As universities expand, concern about falling standards is inevitable. Falling standards are not inevitable, but concern is. And we would hope that universities, before they expand, put measures in place to ensure standards are maintained: we need to be able to rely on the quality of graduates. They are going to teach our children, nurse our sick, prepare our tax returns.
But universities and government are rightly concerned about falling standards even before the next big expansion. This is because the secret universities never tell is that standards have been falling for some time - not in all universities, but in plenty.
There is a problem with the fact that they won't say this. The government and the public deserves to know when there is a problem and government needs at least the opportunity to provide the funding to fix it. Naturally, the reason universities won't say that standards are falling is because that would be bad marketing. So academic standards and the reliability of graduates are sacrificed to universities' ability to attract fee income. If we're honest, everyone knew that it would happen as the whole system was gradually commodified. Everyone that is except the few who were convinced a bit of market competition would drive standards up: it is clear it has achieved the opposite.

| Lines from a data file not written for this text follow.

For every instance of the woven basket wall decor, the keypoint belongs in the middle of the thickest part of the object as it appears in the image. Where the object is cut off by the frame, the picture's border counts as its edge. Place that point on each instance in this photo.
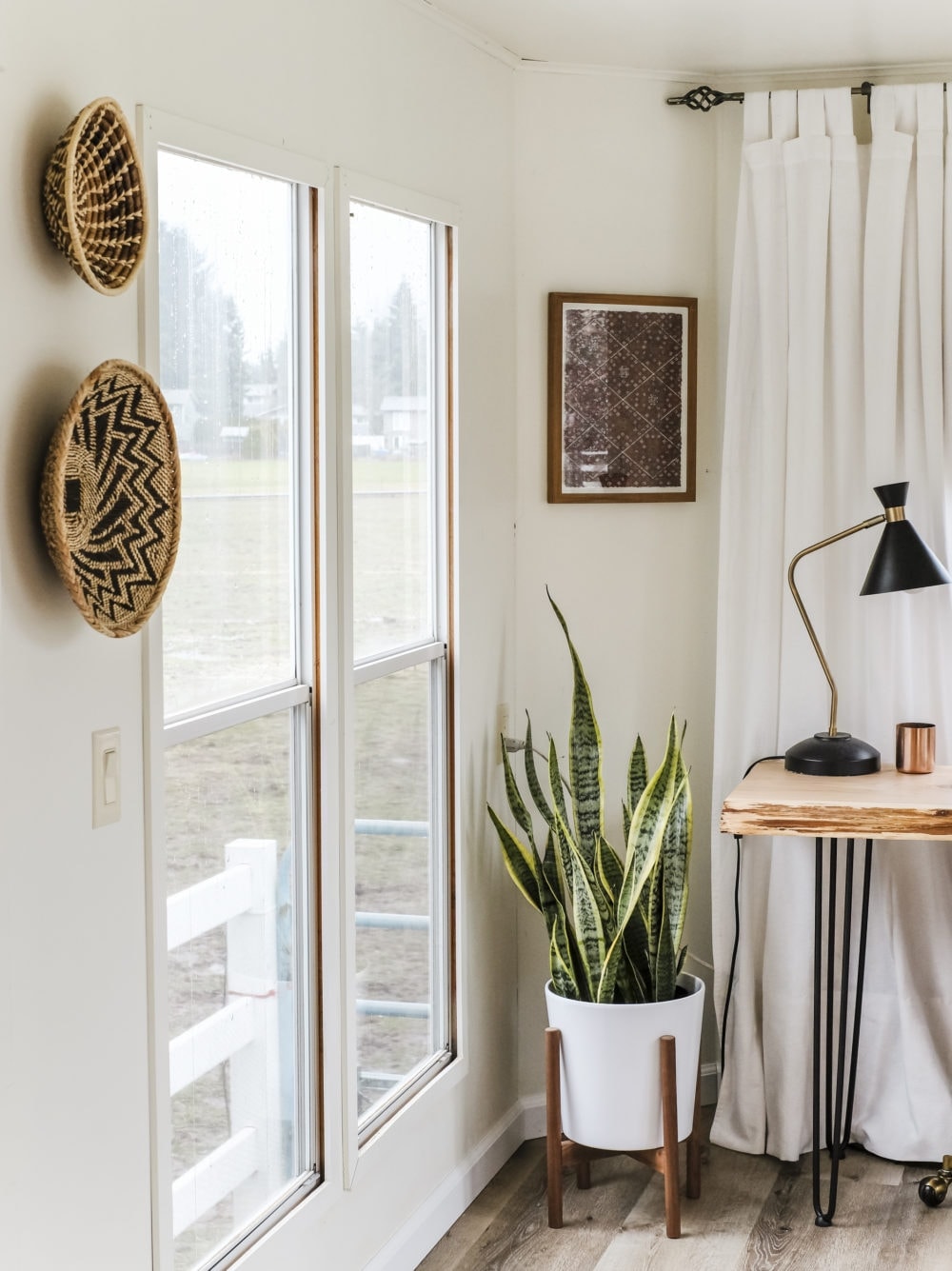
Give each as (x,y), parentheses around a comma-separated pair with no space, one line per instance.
(94,197)
(110,497)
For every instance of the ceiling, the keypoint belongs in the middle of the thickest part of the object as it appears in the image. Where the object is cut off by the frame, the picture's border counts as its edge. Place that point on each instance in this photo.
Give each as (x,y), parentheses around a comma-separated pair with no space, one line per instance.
(715,37)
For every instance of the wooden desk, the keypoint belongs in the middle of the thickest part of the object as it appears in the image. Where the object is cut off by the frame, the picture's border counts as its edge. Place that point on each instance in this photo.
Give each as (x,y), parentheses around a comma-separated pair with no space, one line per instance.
(886,804)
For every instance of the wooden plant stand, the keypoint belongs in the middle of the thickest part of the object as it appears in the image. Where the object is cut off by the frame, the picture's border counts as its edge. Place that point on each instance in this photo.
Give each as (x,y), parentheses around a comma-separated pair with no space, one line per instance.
(564,1153)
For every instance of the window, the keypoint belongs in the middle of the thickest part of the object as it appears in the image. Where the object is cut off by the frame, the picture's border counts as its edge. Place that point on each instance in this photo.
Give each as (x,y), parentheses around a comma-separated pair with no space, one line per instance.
(234,826)
(399,609)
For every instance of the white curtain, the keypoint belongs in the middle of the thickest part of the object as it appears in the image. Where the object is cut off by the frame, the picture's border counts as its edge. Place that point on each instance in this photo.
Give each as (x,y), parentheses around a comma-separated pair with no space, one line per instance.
(839,379)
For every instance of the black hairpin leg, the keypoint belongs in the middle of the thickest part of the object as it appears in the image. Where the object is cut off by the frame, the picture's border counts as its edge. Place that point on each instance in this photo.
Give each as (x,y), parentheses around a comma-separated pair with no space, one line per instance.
(838,1120)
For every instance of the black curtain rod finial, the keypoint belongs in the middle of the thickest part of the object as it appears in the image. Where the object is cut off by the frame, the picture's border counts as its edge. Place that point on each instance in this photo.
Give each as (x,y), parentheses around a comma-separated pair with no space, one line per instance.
(705,98)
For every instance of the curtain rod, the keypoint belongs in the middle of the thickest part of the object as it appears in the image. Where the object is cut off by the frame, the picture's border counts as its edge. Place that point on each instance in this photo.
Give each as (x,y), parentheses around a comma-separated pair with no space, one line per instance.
(704,98)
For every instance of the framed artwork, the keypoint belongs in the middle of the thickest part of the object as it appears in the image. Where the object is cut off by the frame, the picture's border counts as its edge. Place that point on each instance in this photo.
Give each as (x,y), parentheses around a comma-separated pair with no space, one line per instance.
(623,386)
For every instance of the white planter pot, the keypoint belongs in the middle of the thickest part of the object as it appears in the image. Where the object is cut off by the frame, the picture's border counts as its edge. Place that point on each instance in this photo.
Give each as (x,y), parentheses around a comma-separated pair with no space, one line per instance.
(611,1066)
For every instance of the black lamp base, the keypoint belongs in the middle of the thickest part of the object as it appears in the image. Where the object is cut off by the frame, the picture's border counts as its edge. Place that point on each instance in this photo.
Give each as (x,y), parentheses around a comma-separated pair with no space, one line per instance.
(838,755)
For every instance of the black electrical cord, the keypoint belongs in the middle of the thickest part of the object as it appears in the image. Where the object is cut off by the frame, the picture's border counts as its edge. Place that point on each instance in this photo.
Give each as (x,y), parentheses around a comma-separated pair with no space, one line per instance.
(736,925)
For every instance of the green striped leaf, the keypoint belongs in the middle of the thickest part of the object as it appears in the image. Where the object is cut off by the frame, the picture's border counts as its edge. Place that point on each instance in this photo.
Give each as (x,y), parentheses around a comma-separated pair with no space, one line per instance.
(518,807)
(522,862)
(564,979)
(664,961)
(607,869)
(588,926)
(637,776)
(533,778)
(584,755)
(647,829)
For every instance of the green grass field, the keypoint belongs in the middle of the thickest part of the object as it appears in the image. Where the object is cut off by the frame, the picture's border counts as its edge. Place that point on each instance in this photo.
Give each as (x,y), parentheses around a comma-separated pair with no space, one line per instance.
(227,619)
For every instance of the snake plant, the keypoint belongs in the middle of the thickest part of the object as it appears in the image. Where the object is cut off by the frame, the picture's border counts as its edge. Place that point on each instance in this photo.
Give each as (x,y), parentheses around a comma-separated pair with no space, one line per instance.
(614,922)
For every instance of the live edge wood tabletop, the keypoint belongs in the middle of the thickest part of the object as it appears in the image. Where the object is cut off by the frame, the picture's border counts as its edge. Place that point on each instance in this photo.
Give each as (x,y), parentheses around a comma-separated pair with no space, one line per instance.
(884,804)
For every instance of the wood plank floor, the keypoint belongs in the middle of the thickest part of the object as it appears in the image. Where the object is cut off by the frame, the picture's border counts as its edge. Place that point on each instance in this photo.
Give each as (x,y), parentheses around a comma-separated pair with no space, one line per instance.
(754,1214)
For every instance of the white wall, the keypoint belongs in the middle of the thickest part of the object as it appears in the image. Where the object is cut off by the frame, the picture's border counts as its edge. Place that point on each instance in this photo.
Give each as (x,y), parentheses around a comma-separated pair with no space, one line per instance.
(614,193)
(372,87)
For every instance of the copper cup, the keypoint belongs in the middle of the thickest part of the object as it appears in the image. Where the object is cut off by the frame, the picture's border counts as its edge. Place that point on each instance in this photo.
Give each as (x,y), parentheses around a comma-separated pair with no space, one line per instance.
(915,747)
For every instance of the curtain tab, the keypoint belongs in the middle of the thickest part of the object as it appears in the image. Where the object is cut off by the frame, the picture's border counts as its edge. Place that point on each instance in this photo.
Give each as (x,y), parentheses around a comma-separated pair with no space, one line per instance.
(757,117)
(883,109)
(839,112)
(783,114)
(811,116)
(929,107)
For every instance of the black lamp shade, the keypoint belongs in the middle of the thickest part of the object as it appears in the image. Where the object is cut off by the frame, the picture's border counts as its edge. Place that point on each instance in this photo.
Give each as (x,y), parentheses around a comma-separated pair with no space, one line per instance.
(902,562)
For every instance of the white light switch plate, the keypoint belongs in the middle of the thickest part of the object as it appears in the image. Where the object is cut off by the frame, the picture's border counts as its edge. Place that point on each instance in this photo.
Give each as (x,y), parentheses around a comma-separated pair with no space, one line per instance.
(106,777)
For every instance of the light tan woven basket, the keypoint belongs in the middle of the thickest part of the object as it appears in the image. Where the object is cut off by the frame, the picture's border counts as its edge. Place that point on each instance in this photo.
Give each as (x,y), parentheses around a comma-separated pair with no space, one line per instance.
(94,197)
(110,497)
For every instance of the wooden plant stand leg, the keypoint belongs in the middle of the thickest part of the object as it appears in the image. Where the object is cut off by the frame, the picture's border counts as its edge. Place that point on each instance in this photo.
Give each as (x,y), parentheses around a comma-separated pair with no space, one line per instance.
(693,1183)
(553,1125)
(668,1120)
(562,1153)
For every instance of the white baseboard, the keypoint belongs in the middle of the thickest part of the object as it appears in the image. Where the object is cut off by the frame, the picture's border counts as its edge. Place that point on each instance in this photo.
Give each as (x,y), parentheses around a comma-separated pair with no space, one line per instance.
(526,1120)
(422,1230)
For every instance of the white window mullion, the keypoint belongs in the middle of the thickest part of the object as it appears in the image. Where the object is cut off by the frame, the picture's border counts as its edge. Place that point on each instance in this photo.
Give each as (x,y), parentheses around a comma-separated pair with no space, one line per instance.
(346,902)
(399,661)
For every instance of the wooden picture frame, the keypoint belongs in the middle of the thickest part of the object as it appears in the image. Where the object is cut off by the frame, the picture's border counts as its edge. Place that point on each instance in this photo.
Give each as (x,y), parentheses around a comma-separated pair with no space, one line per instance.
(623,387)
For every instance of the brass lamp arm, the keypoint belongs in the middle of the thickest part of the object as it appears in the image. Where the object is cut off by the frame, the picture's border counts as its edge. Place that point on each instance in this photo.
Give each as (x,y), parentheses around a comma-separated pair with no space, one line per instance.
(799,557)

In this system these massive mistakes seem only to be outdone by the ludicrous solutions. We have falling standards because universities will lower entrance scores to attract fees and 50% of teaching is done by casual staff with no capacity to review curriculum and who don't get paid enough to provide the additional support students need. Those with more permanent jobs are worked so hard they can't fix any problems either. And fewer and fewer of those people have sufficient job security to either feel motivated or safe enough to make a difference.
But instead of fixing the causes of falling standards, the discipline with the relentless desire to measure things decided to define standards. The standards project might be a good one, I don't know, but it sounds to me like a good way to make sure knowledge doesn't progress or change for a while.
Another example. The need to quantify everything in sight has meant academics have been getting promoted on the quantity, not quality of their publications and so there end up being lots of crap ones. But instead of fixing this simple problem, a thousand additional problems are created by ranking the journals (rank them one year and by the next year the ranking is true - and then the real trouble starts). Instead of valuing new knowledge, surely the purpose of research, we ask universities to keep the knowledge they pursue in areas of research defined by numeric codes and require academics to keep track of every little thing they do against those codes. All this instead of getting on with working on new knowledge that doesn't have a code yet.
It is enough to make you tear out your hair. When the solutions are more terrifying than the problems we should consider ourselves to be in very big trouble. Not start squabbling about exactly how to measure the next immeasurable thing.
I'm considering making this my email signature: you don't get quality by measuring it.